I tend to disagree with this statement. When I was a young girl, growing up in a home with four sisters, there was always some kind of drama taking place. Whenever I was upset or hurt, my mother would tell me she felt my pain, and that one day when I was a mother, I would understand how it feels to be one and feel for your children.
She couldn't have been more correct.
One part of the quote above I do agree with is that I am responsible for my own happiness - it comes from within - but seeing one of my children struggling or in emotional pain is absolutely heartbreaking. And as my mother had warned, I too feel my kids' emotions as if they were my own.
I wish I could kiss it and make it better like I could when they were babies and toddlers. But all I can offer them now is to be a listening ear, a constant loving and unconditional support, but each child inevitably has to go through their own experiences which will consequently define them as an adult later on.
The aftermath of Hurricane Irma has not only left destruction for many, which my heart goes out to, but it's also taken away normalcy in so many peoples' everyday routines, affecting everyone in a different way. Thank goodness our home was fine other than a minor roof leak, downed branches, and a roof tile which flew off and dented my truck. Our business is still mending, waiting for complete power restoration.
Needless to say, it's been an exhausing week. And to have one of my children facing a life challenge, has only made it more difficult to get through.

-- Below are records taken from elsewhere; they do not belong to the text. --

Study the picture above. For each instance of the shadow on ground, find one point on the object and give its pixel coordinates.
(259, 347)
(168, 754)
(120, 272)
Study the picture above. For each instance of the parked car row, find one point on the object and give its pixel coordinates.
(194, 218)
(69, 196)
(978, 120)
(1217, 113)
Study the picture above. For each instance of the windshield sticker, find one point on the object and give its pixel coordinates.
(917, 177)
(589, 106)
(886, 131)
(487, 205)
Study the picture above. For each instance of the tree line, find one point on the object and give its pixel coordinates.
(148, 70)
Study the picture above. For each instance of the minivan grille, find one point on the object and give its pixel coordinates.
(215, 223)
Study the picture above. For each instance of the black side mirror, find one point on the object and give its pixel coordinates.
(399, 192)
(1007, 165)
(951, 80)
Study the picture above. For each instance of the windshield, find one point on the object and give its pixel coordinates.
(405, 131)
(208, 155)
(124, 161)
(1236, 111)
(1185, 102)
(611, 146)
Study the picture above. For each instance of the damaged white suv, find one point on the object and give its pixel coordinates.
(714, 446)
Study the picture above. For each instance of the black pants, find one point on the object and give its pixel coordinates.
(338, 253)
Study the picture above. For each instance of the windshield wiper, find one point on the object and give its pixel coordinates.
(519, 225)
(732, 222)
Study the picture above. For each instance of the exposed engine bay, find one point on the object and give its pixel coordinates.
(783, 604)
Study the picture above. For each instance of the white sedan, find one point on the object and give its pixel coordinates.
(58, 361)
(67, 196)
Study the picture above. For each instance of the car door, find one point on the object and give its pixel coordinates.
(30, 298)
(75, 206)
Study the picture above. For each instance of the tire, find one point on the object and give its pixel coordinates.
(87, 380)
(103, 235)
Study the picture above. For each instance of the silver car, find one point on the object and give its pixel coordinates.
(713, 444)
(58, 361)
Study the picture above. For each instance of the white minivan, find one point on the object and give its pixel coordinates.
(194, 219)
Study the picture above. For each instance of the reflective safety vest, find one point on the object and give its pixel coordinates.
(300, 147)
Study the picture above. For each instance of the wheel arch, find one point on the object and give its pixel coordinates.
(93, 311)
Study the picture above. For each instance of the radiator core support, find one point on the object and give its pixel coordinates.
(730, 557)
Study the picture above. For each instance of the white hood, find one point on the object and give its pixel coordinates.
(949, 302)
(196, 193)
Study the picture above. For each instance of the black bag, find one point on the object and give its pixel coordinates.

What have I done to help myself deal with my heavy heart? I finished Eternity and one read-through with edits, the follow-up novella to the Hilltops Series, which I will get busy professionaly editing, and I've been doing second edits on Hold me, book one in my new Music For The Heart Series. I'm thankul to my characters for helping me get out of my head. At least something can at the moment.
As with everything else in life, I know this too shall pass, but getting through it sucks.